The CTIA-The Wireless Association, a trade group for wireless providers, said a permanent kill switch has serious risks, including potential vulnerability to hackers who could disable mobile devices and lock out not only individuals’ phones but also phones used by entities such as the Department of Defense, Homeland Security and law enforcement agencies.

The association has been working on a national stolen-phone database that launched in November to remove any market for stolen smartphones.

Almost one in three U.S. robberies involve phone theft, according to the Federal Communications Commission. Lost and stolen mobile devices - mostly smartphones - cost consumers more than $30 billion in 2012, the agency said in a study.

Google announces videoconference tool

MOUNTAIN VIEW, Calif. - Google is introducing a videoconferencing tool designed to make it easier and less expensive to hold face-to-face business meetings even if the participants are scattered in different locations.

The device, called “Chromebox For Meetings,” costs $999 in the United States and will be available in the coming weeks in Canada, the United Kingdom, Japan, Spain, France, Australia and New Zealand.

The $999 price includes technology support for the first year.

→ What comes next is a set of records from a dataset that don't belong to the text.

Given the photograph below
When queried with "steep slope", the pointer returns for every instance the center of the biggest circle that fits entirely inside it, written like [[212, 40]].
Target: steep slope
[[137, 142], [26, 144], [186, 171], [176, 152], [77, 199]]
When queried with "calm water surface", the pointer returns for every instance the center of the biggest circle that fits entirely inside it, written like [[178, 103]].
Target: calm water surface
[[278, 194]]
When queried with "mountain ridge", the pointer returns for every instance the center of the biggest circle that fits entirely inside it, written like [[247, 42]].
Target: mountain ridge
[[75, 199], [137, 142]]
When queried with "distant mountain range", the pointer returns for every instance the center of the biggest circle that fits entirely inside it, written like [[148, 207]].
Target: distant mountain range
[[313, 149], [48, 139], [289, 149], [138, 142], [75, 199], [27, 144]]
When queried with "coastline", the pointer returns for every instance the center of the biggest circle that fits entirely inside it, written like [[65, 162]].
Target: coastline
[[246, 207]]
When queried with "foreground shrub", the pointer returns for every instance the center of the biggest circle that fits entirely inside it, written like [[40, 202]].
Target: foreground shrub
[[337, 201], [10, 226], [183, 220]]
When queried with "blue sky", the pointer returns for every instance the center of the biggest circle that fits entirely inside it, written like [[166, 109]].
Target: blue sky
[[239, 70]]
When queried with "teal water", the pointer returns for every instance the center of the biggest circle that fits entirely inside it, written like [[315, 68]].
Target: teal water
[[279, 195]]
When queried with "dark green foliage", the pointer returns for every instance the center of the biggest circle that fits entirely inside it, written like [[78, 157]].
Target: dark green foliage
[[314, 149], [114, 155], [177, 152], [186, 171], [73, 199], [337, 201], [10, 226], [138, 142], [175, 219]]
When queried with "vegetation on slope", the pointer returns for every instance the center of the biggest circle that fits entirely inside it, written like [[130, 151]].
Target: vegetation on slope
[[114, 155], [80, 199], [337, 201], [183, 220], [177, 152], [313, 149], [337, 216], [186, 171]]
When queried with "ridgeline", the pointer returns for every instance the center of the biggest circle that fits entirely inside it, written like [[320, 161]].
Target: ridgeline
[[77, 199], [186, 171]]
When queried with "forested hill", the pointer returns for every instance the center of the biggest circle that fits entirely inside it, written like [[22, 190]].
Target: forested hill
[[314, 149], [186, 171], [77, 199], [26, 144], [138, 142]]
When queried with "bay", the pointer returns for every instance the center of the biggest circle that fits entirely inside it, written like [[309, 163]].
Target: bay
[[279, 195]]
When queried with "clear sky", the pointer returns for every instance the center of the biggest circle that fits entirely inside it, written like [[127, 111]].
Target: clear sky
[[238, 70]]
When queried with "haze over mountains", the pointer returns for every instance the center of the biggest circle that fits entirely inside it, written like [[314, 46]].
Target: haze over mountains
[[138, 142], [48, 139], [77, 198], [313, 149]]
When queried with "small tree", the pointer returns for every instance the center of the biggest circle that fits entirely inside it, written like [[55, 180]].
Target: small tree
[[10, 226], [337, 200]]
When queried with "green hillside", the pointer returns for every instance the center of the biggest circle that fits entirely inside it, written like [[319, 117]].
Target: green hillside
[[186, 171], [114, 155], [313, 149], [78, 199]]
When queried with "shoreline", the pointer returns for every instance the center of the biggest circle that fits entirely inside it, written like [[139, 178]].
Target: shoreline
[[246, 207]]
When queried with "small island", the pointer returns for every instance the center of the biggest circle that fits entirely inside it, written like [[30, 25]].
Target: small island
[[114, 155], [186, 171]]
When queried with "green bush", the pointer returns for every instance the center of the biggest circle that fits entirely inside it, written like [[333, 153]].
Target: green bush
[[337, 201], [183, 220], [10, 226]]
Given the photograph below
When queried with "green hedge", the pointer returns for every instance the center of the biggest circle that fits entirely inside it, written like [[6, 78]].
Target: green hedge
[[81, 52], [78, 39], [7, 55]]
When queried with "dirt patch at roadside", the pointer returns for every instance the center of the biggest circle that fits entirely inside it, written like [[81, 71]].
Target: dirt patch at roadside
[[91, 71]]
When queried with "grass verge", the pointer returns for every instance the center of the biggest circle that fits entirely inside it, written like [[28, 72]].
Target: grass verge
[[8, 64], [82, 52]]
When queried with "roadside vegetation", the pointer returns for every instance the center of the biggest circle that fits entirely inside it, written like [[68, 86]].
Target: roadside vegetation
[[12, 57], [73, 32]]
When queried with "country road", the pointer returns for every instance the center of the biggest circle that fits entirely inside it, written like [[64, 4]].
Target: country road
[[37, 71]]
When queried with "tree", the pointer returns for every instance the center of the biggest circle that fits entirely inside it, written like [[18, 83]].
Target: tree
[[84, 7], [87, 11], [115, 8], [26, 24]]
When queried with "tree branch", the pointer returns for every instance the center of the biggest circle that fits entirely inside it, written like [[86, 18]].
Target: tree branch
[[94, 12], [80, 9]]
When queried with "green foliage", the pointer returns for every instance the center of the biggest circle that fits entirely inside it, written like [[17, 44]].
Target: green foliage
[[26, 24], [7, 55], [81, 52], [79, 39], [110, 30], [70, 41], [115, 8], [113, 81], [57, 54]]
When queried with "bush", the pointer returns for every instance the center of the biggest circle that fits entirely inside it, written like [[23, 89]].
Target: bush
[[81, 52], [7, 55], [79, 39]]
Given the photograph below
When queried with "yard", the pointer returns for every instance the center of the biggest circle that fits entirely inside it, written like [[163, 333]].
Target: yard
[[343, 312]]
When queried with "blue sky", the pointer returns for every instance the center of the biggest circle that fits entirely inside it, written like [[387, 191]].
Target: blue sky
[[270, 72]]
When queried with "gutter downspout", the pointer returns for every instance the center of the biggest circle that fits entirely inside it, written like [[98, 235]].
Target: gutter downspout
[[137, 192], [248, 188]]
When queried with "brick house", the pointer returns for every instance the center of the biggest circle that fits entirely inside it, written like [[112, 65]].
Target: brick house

Customers needing support after that will have to pay $250 annually. Chromebox For Meetings is being sold by Dell Inc., Hewlett-Packard Co. and AsusTek Computer Inc., all of which already sell an assortment of gear to corporate customers and government agencies.

Google Inc. said the box contains everything needed to set up a videoconferencing system that can connect people in up to 15 different locations. The company said someone simply needs to connect the device to a display screen and follow the instructions step by step.

The videoconferencing kit relies on several existing Google products: the Chrome operating system based on the eponymous Web browser; the technology running Google’s free Hangouts video chat system; and a suite of applications that the company has been selling to businesses for several years.

The introduction of the new Chromebox also underscores Google’s commitment to continue stamping its brand on a variety of gadgets, just a week after announcing plans to sell its Motorola Mobility smartphone business to Lenovo Group Ltd. for $2.9 billion. Google bought Motorola in 2012 with aspirations of building it into an influential player in the growing smartphone-maker, but the deal turned into an expensive mistake.

  • The Associated Press

Motorola Mobility faces patent retrial

Google Inc.’s Motorola Mobility will face a new trial against patent-licensing firm Intellectual Ventures over mobile-device technology after a jury said it couldn’t agree on a verdict after two days of deliberations.

U.S. District Judge Sue L. Robinson in Wilmington, Del., dismissed the panel of five men and five women Wednesday after sealing the courtroom from the public. Robinson declared a mistrial and called for a retrial after the jury failed to reach a unanimous decision, Bellevue, Wash.-based Intellectual Ventures said in a statement on its website.

The impasse leaves unresolved claims that Motorola Mobility infringed on three Intellectual Ventures patents covering mobile-phone technology. Google, whose Android operating system is the most popular platform for smartphones, has also fought claims that it uses technology belonging to Microsoft Corp.

Last month, Google announced plans to sell the Motorola phone business to China’s Lenovo Group Ltd., the world’s largest personal-computer-maker, for $2.91 billion. Google, based in Mountain View, Calif., will retain a majority of Motorola Mobility’s patent portfolio, with Lenovo receiving a license to the intellectual property.

Intellectual Ventures, co-founded by Nathan Myhrvold, a former chief strategist at software giant Microsoft, filed the suit against Motorola Mobility in October 2011, two months after Google said it would acquire the company for $12.5 billion, in the process picking up more than 17,000 patents that could be used to defend its Android software.

Intellectual Ventures said in its original complaint that it owned more than 35,000 intellectual property assets, with 3,000 of those patents and patent applications coming from the company’s own efforts in what Myhrvold has characterized as invention sessions.